To evaluate the effect on the gut, further research would have to consider the amount and regularity of the intake of sauerkraut and its effect on digestive markers and clinical symptoms, including a possible benefit for weight control due to the low content of calories in connection with high content of fibers and vitamins 24).

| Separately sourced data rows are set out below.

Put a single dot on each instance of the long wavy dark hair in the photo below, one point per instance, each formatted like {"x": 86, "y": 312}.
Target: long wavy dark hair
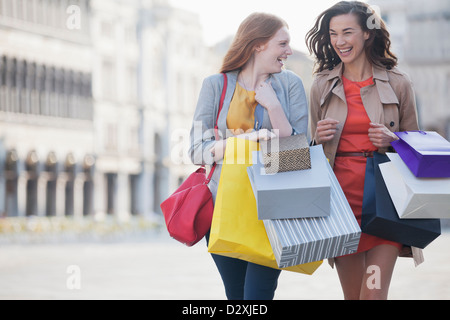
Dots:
{"x": 377, "y": 46}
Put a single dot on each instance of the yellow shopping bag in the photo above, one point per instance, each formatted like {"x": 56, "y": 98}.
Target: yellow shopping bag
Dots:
{"x": 236, "y": 231}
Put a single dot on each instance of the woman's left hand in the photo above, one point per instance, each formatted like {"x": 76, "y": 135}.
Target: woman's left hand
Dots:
{"x": 380, "y": 136}
{"x": 266, "y": 96}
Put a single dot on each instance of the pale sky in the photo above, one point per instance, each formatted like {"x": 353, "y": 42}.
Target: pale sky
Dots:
{"x": 222, "y": 18}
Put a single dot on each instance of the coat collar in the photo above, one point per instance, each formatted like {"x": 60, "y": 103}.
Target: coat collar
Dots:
{"x": 381, "y": 80}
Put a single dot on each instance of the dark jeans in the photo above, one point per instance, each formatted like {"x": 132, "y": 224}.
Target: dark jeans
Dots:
{"x": 245, "y": 280}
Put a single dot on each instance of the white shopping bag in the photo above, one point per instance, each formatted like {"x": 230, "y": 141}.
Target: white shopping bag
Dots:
{"x": 415, "y": 198}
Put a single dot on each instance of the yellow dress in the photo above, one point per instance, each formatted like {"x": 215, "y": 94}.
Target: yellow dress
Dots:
{"x": 241, "y": 114}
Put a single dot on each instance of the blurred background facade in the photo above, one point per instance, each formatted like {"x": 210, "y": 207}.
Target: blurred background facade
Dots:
{"x": 97, "y": 98}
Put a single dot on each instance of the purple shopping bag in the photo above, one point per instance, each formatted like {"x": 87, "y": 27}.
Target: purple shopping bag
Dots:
{"x": 426, "y": 153}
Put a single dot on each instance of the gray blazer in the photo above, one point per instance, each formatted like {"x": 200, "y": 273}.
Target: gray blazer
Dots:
{"x": 286, "y": 84}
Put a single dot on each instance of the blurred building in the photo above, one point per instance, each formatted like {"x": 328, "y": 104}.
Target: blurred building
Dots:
{"x": 419, "y": 31}
{"x": 96, "y": 103}
{"x": 46, "y": 109}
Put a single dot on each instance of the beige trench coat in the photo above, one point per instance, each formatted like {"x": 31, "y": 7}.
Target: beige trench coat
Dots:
{"x": 389, "y": 101}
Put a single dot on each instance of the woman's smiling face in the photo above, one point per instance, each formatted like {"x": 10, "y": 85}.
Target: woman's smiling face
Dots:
{"x": 347, "y": 38}
{"x": 275, "y": 51}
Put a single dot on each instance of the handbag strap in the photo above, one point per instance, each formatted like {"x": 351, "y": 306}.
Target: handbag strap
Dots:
{"x": 216, "y": 127}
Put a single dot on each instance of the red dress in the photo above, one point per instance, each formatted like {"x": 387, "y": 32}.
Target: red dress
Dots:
{"x": 350, "y": 171}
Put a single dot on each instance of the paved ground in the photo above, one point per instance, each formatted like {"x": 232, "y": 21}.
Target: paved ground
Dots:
{"x": 156, "y": 267}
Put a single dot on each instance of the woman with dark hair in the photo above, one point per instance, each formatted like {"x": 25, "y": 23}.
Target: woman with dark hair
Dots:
{"x": 256, "y": 80}
{"x": 359, "y": 98}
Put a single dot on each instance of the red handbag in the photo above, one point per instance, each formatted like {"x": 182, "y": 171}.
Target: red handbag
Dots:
{"x": 188, "y": 211}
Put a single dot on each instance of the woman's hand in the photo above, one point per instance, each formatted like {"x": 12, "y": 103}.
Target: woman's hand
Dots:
{"x": 380, "y": 136}
{"x": 325, "y": 130}
{"x": 218, "y": 149}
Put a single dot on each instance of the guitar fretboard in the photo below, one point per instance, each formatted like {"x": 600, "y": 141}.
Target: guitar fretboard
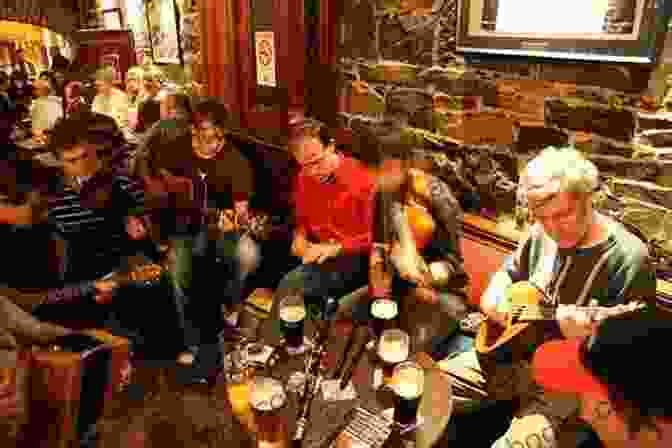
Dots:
{"x": 545, "y": 312}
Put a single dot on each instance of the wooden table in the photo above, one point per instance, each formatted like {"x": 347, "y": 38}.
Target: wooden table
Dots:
{"x": 325, "y": 417}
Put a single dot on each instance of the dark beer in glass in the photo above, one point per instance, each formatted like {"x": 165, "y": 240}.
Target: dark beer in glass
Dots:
{"x": 407, "y": 382}
{"x": 384, "y": 313}
{"x": 292, "y": 312}
{"x": 267, "y": 400}
{"x": 393, "y": 348}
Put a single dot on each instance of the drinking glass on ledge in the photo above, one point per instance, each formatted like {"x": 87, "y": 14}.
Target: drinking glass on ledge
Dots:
{"x": 407, "y": 383}
{"x": 292, "y": 311}
{"x": 384, "y": 313}
{"x": 393, "y": 348}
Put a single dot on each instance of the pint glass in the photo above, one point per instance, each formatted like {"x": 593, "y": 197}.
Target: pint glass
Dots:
{"x": 384, "y": 313}
{"x": 267, "y": 400}
{"x": 292, "y": 310}
{"x": 393, "y": 348}
{"x": 407, "y": 382}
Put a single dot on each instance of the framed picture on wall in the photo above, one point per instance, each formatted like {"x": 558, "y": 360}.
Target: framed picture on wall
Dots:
{"x": 162, "y": 20}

The Interaction of Sauerkraut With Monoamine Oxidase Inhibitors
Monoamine oxidase inhibitors (MAOIs) inhibit the activity of the monoamine oxidase enzyme family and therefore are prescribed for the treatment of depression, anxiety disorders, obsessive compulsive disorders, and Parkinson’s disease. There is evidence that MAOIs are likely to interact with complementary remedies or food supplements like St John’s wort 25) or gingko 26). Due to its dangerously high concentrations of tyramine, sauerkraut appears on MAOI diet–restricted food lists 27). However, the concentration of tyramine as well as other biogenic amines shows a broad variation in samples of sauerkraut. A very early study by Kalac et al 28) found variations of mean tyramine concentrations in different studies between 25 mg/kg and 89 mg/kg. In the authors’ own experiments, they found tyramine concentrations of six Czech manufacturers between 107 mg/kg and 436 mg/kg, with the lowest concentrations found in household preparations of sauerkraut. These results are underpinned by another study by Kalac et al 29), which found significant lower biogenic amine levels in sauerkraut being isolated from bacteria from shredding machines, transporters, and silos. Moreover, sauerkraut inoculated with L plantarum or Microsil also showed significantly lower concentrations of tyramine. Finally, the same working group found a relationship between storage time and tyramine concentration with significantly higher concentrations of tyramine in long-stored sauerkraut 30). Thus, dietary restrictions for sauerkraut have to take type, preparation, and storage time of sauerkraut into account.